The use of big data and machine learning in industrial quality control is an important emerging research area. Quality control is the process of ensuring that the product satisfies standards criteria set by regulatory authorities, companies or customers. In today’s world, quality control is an integral part of manufacturing industry. It serves multiple purposes, builds confidence in product, and identifies early on faults before the product reaches to customer. Recently, researchers have applied AI and ML to various domains. There is untapped potential in manufacturing industry using artificial intelligence in industrial control and manufacturing. Solutions have been proposed that employ Artificial Intelligence (AI) techniques for engine failure testing after the assembly. In this paper, a novel and useful approach is proposed for detecting the anomalies in engine system by combining two robust and useful machine learning algorithms which include: (1) Density-Based Spatial Clustering of Applications with Noise (DBSCAN), and (2) decision tree algorithm. Decision Tree (DT) algorithm is used to build decision tree for prediction. The propose algorithm is tested in MATLAB. This proposed model is applied to MQ9 Rapper drone engine unit TPE331-10 failure testing as a case study and has achieved the 99.3% accuracy of detecting anomalous engine. In this research our goal was to achieve the 99.97% accuracy by using our hybrid approach. Our base paper to achieve this level of accuracy is; deep convolutional neural networks and s-transform [2, p. 8] by Guoqiang Li et al.

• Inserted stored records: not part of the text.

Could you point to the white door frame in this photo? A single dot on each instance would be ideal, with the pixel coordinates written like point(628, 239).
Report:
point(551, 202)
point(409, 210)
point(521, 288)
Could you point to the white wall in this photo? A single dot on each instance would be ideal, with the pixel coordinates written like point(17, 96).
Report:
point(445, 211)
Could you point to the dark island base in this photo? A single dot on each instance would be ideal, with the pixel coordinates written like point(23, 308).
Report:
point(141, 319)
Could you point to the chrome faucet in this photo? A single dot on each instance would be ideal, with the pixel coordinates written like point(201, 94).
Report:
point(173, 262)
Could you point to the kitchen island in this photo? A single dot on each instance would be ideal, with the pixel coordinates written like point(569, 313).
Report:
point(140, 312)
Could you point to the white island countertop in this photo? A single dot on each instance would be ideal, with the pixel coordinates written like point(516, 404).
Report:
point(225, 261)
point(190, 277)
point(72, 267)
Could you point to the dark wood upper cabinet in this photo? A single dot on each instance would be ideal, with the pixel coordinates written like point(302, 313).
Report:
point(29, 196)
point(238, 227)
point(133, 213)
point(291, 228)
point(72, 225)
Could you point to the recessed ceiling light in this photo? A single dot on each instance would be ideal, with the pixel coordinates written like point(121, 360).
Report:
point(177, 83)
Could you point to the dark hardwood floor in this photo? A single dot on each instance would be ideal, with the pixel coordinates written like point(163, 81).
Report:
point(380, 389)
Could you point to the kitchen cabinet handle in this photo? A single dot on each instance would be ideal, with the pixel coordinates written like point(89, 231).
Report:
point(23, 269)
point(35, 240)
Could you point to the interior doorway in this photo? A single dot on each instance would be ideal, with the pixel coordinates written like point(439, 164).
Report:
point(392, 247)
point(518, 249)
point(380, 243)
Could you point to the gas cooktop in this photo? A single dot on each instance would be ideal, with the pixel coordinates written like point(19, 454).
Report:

The use of artificial intelligence automation in manufacturing industry specially in aviation industry are relatively new and getting more attention. AI-based automation work can improve the product quality as human inspector and quality engineer can focus on another task if AI-based robot can work on complex and repeated task.
The key contribution of this research is successfully and accurately combination of DBSCAN with DT in detecting the anomalies of engine with high accuracy. It is lightweight model. Other model uses artificial intelligence models which are not much accurate as our model is, they are computationally intensive and complex to implement and do not suit to sit perfectly in such a situation. In this paper, we proposed a combined an AI-based approach using DBSCAN with DT in detecting the anomalies in UAVs engine with high accuracy.
It is lightweight model and can be successfully use in-house UAV engine testing and on the fly engines health monitoring. Other model uses artificial intelligence models which are not much accurate as our model is, they are computationally intensive and complex to implement. Our model uses DBSCAN algorithm which is suitable even we have heterogeneous data . It can form any type of cluster for given radius and minimum points values. As a future work, we plan to expand our model to include other key variables such as vibration per seconds, heat, and noise. In addition, we plan to consider real-time feeds from engine sensors.